Alinhado com o presidente, o procurador Ailton Benedito também faz publicações em seu Twitter falando sobre o ‘tratamento precoce’ contra o novo coronavírus e chegou a cobrar explicações da plataforma sobre a decisão de marcar uma publicação do Ministério da Saúde como como ‘potencialmente prejudicial’ e com ‘informações enganosas’ ao incentivar medicamentos sem eficácia comprovada contra a covid-19.

Ao analisar o pedido de abertura de PAD contra o procurador, Maia destacou que a ‘repetição de teorias da conspiração contra a China, indicando ser a China a culpada pelo surgimento e disseminação proposital do novo coronavírus, não encontra amparo’ na liberdade de expressão.

“Não apenas fere a dignidade do povo chinês, mas também acaba afetando a percepção que a maioria tem dos integrantes daquele país, reforçando estigmas e estereótipos negativos e estimulando discriminações. O direito a liberdade de expressão não consagra discursos de ódio e discriminações de xenofobia, dado que o direito individual não pode constituir-se salvaguarda de condutas ilícitas”, ponderou o conselheiro.

Maia registrou ainda que, em casos em casos de discursos da mesma natureza que o de Benedito, o papel do CNMP é ‘assegurar que a observância dos deveres funcionais prevaleça sobre eventuais ideologias pessoais ou políticas baseadas no ódio e na exclusão, com eventual punição de excessos’.

Segundo o conselheiro, há justa causa para instauração do PAD, tendo em vista os indícios suficientes de materialidade e autoria quanto a prática, em tese, de ‘violação aos deveres funcionais de tratar com urbanidade as pessoas com as quais se relaciona em razão do serviço e guardar decoro pessoal’. A pena para tal infração disciplinar é a de censura.

Ativo nas redes sociais, Aílton Benedito elenca, em seu perfil do Twitter, a ‘ordem’, a ‘liberdade’, a ‘Justiça’ e o ‘conservadorismo’ em sua própria descrição.

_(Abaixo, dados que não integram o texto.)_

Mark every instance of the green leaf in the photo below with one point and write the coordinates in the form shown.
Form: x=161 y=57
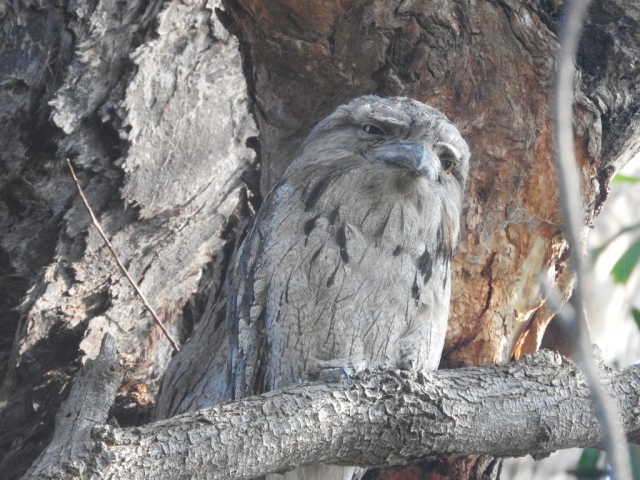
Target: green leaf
x=621 y=271
x=635 y=313
x=595 y=253
x=622 y=178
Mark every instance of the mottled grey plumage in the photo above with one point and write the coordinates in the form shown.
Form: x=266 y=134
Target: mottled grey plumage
x=348 y=261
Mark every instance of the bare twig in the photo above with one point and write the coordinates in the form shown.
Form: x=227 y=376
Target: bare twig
x=569 y=186
x=119 y=263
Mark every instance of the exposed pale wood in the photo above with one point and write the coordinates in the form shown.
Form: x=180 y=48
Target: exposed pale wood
x=149 y=100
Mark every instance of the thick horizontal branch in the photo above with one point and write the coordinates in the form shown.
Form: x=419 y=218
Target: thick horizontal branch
x=381 y=418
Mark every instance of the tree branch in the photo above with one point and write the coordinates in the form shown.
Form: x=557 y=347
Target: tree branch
x=381 y=418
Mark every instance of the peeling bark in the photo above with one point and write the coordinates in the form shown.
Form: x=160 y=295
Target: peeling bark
x=380 y=418
x=155 y=104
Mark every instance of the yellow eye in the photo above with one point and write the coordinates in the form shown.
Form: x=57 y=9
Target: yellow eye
x=447 y=165
x=372 y=129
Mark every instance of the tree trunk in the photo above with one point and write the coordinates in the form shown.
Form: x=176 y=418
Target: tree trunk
x=158 y=106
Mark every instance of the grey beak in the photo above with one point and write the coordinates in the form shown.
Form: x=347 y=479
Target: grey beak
x=413 y=156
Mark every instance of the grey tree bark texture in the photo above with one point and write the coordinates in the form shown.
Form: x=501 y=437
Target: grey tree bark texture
x=156 y=103
x=379 y=418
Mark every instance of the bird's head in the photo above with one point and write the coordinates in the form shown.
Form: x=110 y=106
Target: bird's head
x=396 y=133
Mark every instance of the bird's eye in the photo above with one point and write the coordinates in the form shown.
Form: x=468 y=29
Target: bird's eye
x=447 y=164
x=372 y=129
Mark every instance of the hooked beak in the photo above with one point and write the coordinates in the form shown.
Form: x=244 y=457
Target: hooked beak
x=413 y=156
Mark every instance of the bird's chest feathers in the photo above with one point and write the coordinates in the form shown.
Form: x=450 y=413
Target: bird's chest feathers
x=396 y=212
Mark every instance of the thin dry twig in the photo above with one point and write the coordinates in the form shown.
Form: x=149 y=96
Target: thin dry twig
x=119 y=263
x=569 y=185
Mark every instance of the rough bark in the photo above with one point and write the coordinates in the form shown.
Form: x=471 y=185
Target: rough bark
x=150 y=102
x=379 y=418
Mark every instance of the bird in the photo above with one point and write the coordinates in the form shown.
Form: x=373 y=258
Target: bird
x=347 y=264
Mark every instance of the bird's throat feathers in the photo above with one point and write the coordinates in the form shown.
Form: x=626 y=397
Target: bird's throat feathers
x=390 y=206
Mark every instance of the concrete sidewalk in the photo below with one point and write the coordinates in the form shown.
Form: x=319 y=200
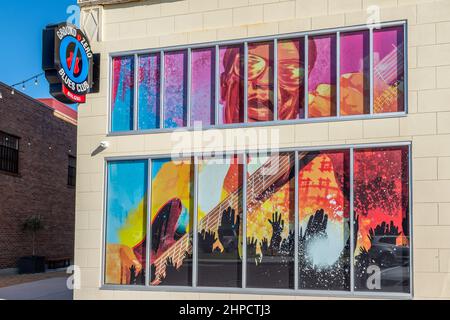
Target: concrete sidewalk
x=49 y=289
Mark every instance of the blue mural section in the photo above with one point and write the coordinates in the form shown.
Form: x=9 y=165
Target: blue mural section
x=122 y=94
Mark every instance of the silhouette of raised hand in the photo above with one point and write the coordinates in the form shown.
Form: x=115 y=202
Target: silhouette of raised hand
x=288 y=244
x=317 y=225
x=265 y=247
x=277 y=227
x=389 y=232
x=229 y=230
x=206 y=240
x=251 y=248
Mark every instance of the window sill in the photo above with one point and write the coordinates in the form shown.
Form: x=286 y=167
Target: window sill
x=261 y=124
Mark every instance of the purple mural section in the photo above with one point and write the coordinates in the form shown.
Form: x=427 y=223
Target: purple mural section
x=231 y=106
x=388 y=45
x=355 y=71
x=175 y=89
x=322 y=76
x=149 y=92
x=203 y=87
x=122 y=94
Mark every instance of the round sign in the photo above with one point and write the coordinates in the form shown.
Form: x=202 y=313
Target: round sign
x=73 y=56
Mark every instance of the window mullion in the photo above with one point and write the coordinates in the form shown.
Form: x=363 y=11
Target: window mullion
x=149 y=224
x=338 y=74
x=296 y=231
x=244 y=221
x=371 y=68
x=161 y=93
x=306 y=80
x=246 y=82
x=189 y=87
x=217 y=85
x=195 y=227
x=136 y=94
x=405 y=68
x=352 y=223
x=275 y=80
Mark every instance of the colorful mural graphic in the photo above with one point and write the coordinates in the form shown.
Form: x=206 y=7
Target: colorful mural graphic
x=175 y=89
x=219 y=222
x=322 y=76
x=291 y=79
x=271 y=221
x=260 y=82
x=126 y=218
x=203 y=86
x=381 y=215
x=172 y=204
x=324 y=239
x=388 y=44
x=122 y=94
x=355 y=73
x=231 y=107
x=381 y=193
x=149 y=94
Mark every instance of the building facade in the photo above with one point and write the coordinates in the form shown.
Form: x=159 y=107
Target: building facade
x=261 y=148
x=37 y=176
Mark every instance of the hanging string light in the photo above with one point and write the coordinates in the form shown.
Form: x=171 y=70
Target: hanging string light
x=24 y=82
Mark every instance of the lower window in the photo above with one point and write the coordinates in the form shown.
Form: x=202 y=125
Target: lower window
x=325 y=220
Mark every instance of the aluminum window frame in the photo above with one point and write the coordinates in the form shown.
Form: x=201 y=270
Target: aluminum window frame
x=244 y=42
x=193 y=288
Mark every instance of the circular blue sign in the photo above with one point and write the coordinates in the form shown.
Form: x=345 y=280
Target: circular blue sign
x=78 y=51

Na plataforma, é crítico contra quem classifica como ‘esquerdistas’.

Em 2019, o procurador chegou a ser indicado pela ministra da Mulher, da Família e dos Direitos Humanos, Damares Alves – em apoio do presidente Jair Bolsonaro – para uma cadeira na Comissão Especial de Mortos e Desaparecidos Políticos. A indicação foi barrada pelo Conselho Superior do Ministério Público Federal.

COM A PALAVRA, A PROCURADORIA DA REPÚBLICA EM GOIÁS

A reportagem entrou em contato, por e-mail, com a assessoria de imprensa do MPF em Goiás. O espaço está aberto para manifestações.